<p>对两个答案都有一点反馈;这两种方法都不准确,因为他们选择关键点的方式</p>
<p>他们有效地将字典视为一个列表,如果您的数据是以这种方式设置的,您可能不需要字典(而是一个排序列表),则保留n个项目</p>
<p>关于<strong>选项2</strong></p>
<p>我敢打赌您正在执行这样的查找:</p>
<p><code>new_dict = {k:v for k,v in parent_dict.items() if k in selections}</code></p>
<p>在这种情况下,性能随着<code>len(selections)</code>的增加而降低;某种程度上缓解这种情况的一种方法是使用集合而不是列表进行选择;有效地<code>O(m*n)</code>(其中m是父目录的大小,n是选择的数量)</p>
<p><em>因为n上的循环并不总是需要在完整的n上循环,所以它可能更接近<code>O((n**2-n)/2)</code>,其中<code>(n**2-2)/2</code>是1和n之间所有数字的总和</em></p>
<p>另一方面,<strong>选项1</strong>中删除的循环是<code>O(2m-n)</code></p>
<p><em><code>O(m)</code>用于复制dict和<code>O(m-n)</code>用于删除键</em></p>
<p>有一些非普通的(我想到的是lodash)解决方案是高度优化的,可能会更快,但严格地看时间复杂度,似乎在现实的关键点选择中删除应该更快</p>
<p>哪个选项最好可能取决于<code>m</code>&<code>n</code></p>
<hr/>
<p><strong>我刚刚经历了一个金发碧眼的时刻,但我想把我的无知留给未来的任何路人</strong></p>
<p>您应该这样做:
<code>new_dict = {k: parent_dict[k] for k in selections}</code></p>
<p>您不必为复制dict支付<code>O(m)</code>罚款,向dict添加项目是<code>O(1)</code>,在选择上循环是<code>O(n)</code>,因此您在<code>O(2n)</code>上坐得很好,即<code>O(n)</code>我认为没有比这更快的了</p>
<hr/>
<p>好的,下面是代码:</p>
<pre><code>import random
import timeit
m = 3_000
n0 = 300
n1 = 600
trials = 10_000
def remove(parent_dict, kept_keys):
result = parent_dict.copy()
for key in parent_dict.keys():
if key not in kept_keys:
del result[key]
return result
def add_dict_comprehension(parent_dict, kept_keys):
return {k:v for k,v in parent_dict.items() if k in kept_keys}
def add_key_comprehension(parent_dict, kept_keys):
return {k:parent_dict[k] for k in kept_keys}
def add_dict_comprehension_set(parent_dict, kept_keys):
return {k:v for k,v in parent_dict.items() if k in kept_keys}
def generate_test_data(m, n0, n1):
parent_dict = {}
for key in range(m):
parent_dict[key] = 0
target_keys = random.sample(range(m), random.randint(n0, n1))
return parent_dict, target_keys
test_functions = {
'remove': (remove, lambda x: x),
'add_dict_comprehension': (add_dict_comprehension, lambda x: x),
'add_key_comprehension': (add_key_comprehension, lambda x: x),
'add_dict_comprehension_set': (add_dict_comprehension, lambda keys: set(keys)),
'remove_set': (remove, lambda keys: set(keys)),
}
results = {k:[] for k in test_functions.keys()}
for _ in range(trials):
parent_dict, target_keys = generate_test_data(m, n0, n1)

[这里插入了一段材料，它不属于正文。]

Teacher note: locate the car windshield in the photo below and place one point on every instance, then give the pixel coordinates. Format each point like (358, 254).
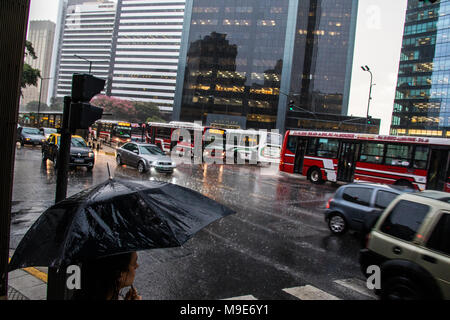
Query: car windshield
(49, 130)
(76, 142)
(151, 150)
(30, 131)
(124, 132)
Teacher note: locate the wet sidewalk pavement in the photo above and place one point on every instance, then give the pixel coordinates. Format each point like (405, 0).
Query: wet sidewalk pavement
(27, 284)
(31, 283)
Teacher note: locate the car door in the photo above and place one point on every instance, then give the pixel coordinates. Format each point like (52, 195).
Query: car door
(383, 199)
(52, 148)
(124, 153)
(434, 256)
(134, 155)
(358, 205)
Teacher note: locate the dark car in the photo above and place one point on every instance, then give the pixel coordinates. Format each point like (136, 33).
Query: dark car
(80, 154)
(47, 132)
(357, 206)
(27, 135)
(144, 157)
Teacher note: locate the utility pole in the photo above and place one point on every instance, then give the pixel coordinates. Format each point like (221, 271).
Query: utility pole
(78, 114)
(14, 18)
(366, 68)
(39, 104)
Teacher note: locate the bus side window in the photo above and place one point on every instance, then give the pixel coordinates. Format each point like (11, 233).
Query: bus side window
(312, 147)
(398, 155)
(420, 157)
(292, 144)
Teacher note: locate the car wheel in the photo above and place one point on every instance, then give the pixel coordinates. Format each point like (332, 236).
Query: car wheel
(337, 224)
(401, 288)
(141, 167)
(119, 160)
(404, 183)
(315, 176)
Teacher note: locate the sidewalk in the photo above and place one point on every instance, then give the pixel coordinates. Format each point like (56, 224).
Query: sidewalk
(31, 283)
(27, 284)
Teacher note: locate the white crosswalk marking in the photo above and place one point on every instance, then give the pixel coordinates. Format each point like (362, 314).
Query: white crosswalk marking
(248, 297)
(357, 285)
(310, 293)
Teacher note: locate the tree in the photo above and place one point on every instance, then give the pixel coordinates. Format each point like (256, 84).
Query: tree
(119, 108)
(126, 110)
(30, 75)
(56, 103)
(33, 106)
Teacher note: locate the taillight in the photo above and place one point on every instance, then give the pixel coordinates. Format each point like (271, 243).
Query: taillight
(329, 203)
(367, 239)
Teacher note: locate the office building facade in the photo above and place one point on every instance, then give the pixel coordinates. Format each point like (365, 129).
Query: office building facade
(85, 42)
(242, 62)
(41, 35)
(145, 58)
(422, 101)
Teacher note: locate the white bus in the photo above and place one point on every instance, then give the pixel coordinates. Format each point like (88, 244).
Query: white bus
(258, 146)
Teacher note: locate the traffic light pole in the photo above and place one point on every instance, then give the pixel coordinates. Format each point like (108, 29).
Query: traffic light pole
(56, 286)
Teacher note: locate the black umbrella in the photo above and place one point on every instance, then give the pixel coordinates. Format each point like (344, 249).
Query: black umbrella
(114, 217)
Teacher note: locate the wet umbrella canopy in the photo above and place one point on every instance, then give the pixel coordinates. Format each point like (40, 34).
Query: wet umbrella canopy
(116, 216)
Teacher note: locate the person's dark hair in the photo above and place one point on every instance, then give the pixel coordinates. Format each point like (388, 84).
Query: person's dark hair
(101, 277)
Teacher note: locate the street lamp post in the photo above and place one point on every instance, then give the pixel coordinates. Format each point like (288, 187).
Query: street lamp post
(90, 62)
(366, 68)
(39, 103)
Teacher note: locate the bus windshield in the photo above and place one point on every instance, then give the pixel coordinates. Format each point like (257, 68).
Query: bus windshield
(31, 131)
(121, 131)
(151, 150)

for k,(func, preprocessor) in test_functions.items():
# Not timing the preprocessing, assuming this is done on construction
processed_keys = preprocessor(target_keys)
starttime = timeit.default_timer()
func(parent_dict, processed_keys)
results[k].append(timeit.default_timer() - starttime)
def avg(lst):
return sum(lst)/len(lst)
def stddev(lst):
mean = avg(lst)
r2 = sum([(i-mean)**2 for i in lst])
bias = len(lst) - 1
return (r2/bias)**.5
result_data = {k: {'avg': avg(v), 'stddev': stddev(v)} for k,v in results.items()}
title_len = max(len(i) for i in result_data.keys())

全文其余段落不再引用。